Rabbi Feldman was interviewed on Arutz Sheva radio’s “Reality Bytes” with Josh Hasten and spoke about Bnei Akiva’s programs in the United States and how they connect students to Israel and to one another.
“For six weeks, they’re touring, visiting, and seeing Israel from different elements of Israel and really trying to connect them,” he said about the Israel summer tour. “As these 210 kids were boarding the plane at JFK Airport I gathered them together and I told them, ‘You are looking now back at JFK as home. That question of home is going to become a real challenge for you when you return in six weeks. You’re entering the State of Israel as tourists, and really the goal of the program is that you’ll finish it at the end of the six weeks feeling that you’re leaving home.’”
Rabbi Feldman, who also runs Bnei Akiva Camp Moshava in the United States, said that the core values of Bnei Akiva as reflected in its camps is to “really get the kids connected, deeply engaged, no matter which age they are, and really to feel part and taking stake in what’s happening in Israel and to feel that it’s part of them.”
These values are passed to the students, he added, through the councilors as well as through the shlichim (emissaries) who come from Israel to create the atmosphere of the connection to Israel.
“The other angle is also the community value and building the community,” said Rabbi Feldman. “It doesn’t matter what your financial situation at home, or if you’re male or female, everybody feels that they share the same common goal and dream.”
“We want to bring our students back to that excitement of 1967, the real happiness that was in the world (after the Six Day War),” he said. “We want to bring that excitement back to our kids. We’re living a dream, and we’ve got to continue to build (Israel).”

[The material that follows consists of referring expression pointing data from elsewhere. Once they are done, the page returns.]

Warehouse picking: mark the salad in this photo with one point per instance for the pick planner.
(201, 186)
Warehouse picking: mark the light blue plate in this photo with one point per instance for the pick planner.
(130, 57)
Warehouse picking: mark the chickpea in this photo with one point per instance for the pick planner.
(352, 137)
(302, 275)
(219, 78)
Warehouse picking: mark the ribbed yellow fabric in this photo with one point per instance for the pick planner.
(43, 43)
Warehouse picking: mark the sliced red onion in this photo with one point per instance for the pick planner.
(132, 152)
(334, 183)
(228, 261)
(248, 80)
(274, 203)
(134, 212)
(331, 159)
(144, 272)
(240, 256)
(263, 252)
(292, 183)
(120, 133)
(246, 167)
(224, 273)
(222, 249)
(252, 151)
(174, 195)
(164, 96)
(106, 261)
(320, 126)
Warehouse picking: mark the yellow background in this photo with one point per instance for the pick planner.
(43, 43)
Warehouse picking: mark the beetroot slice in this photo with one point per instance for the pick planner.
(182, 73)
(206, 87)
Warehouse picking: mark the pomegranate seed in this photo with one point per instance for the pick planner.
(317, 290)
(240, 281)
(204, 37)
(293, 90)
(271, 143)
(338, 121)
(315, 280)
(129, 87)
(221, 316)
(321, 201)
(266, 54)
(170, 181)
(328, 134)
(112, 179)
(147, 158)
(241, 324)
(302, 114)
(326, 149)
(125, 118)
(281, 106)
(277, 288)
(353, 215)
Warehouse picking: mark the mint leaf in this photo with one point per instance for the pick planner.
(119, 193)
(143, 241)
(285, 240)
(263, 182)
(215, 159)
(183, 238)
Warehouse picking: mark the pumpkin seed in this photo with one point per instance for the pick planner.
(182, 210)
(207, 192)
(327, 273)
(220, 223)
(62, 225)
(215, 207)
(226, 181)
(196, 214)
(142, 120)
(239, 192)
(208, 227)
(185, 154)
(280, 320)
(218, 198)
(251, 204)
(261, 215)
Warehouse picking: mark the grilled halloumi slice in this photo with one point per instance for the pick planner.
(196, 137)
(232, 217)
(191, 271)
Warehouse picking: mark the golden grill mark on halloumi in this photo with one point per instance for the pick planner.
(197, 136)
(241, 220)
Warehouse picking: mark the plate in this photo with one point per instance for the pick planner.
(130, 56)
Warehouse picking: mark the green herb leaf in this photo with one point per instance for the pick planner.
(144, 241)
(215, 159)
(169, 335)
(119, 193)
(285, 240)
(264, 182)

One of the most veteran Bnei Akiva activists is Rabbi Natan Friedman, Chairman of the Board of Bnei Akiva USA, who joined Bnei Akiva in 1938 at age 11, two years after it was founded in the USA.
Well into his 80s, Rabbi Friedman took a part in a Bnei Akiva reunion in Israel attended by 5,000 people.
“He’s still vibrant, pushing and encouraging us to continue,” said Rabbi Feldman.